When it comes to violent crime, a lot of people like to blame guns. After all, bad guys use firearms to hurt other people, so clearly it’s the fault of the tool, not the tool using it.
Then the numbers are posted on social media, often with someone trying to justify gun control.
But the truth is that violent crime, particularly in this day and age, has a lot of causes. None of them are because guns are available, either. After all, our non-gun homicide rate is pretty high, too.
Yet a report out of Philadelphia makes an interesting case that social media is playing a role.
In December 2020, Shaquille Love was murdered in Bucks County, Pennsylvania.
Officials there believe it stemmed from a friend’s social media posting six months prior.
“A young, innocent man was murdered,” said Jennifer Schorn, an assistant district attorney for Bucks County. “He was not the intended target.”
Schorn said that the shooting was fallout from a graphic video posted online. A friend of Love’s posted to social media a video showing someone urinating on a memorial for Tommy Ballard and Zyisean McDuffie, teens who had been killed in a double murder two years prior.
That video led to the revenge shooting that caught Love in the crossfire.
“We have countless cases from various parts of our county that there is a clear connection to criminal activity following taunts that were put forth on social media,” Schorn said. “We have had warring factions for over six years now in two communities in Bucks County where the teens, the young adults, are utilizing social media and they are flashing symbols and they are taunting their warring factions, their rival factions.
“It has a name: cyberbanging. And those taunts have absolutely resulted in shootings and resulted in murders.”
Now, this is just one example, but we’ve seen others over the years. A disagreement starts on social media and then spills over into the real world with violence and blood.
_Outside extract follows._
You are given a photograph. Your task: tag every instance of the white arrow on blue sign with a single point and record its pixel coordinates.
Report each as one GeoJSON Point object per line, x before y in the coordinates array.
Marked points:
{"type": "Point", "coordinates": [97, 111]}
Yet social media allegedly plays another role as well.
It seems that in our world where everyone is posting everything about their lives and it’s considered normal, potential killers can use social media to track down their intended target.
Unsurprisingly, some are now suing social media companies for their supposed role in this.
I disagree, of course. After all, no one is making people go out and shoot others over online disagreements. Hell, I’ve been involved in more internet arguments than I can count. None of those turned into violence.
I have my own issues with social media, but you can’t blame them for what other people do. Besides, I remember what gang violence was like in the 90s, well before social media was even a thing.
Blaming Facebook, TikTok, and others for this seems more than a little ridiculous.
That said, social media is being used and is leading to people getting into disagreements that result in violence. As a result, everyone can see the disagreements that are resulting in blood in the streets.
Maybe someday, they’ll stop blaming the guns–and yeah, even social media–and recognize there’s something far deeper at play here.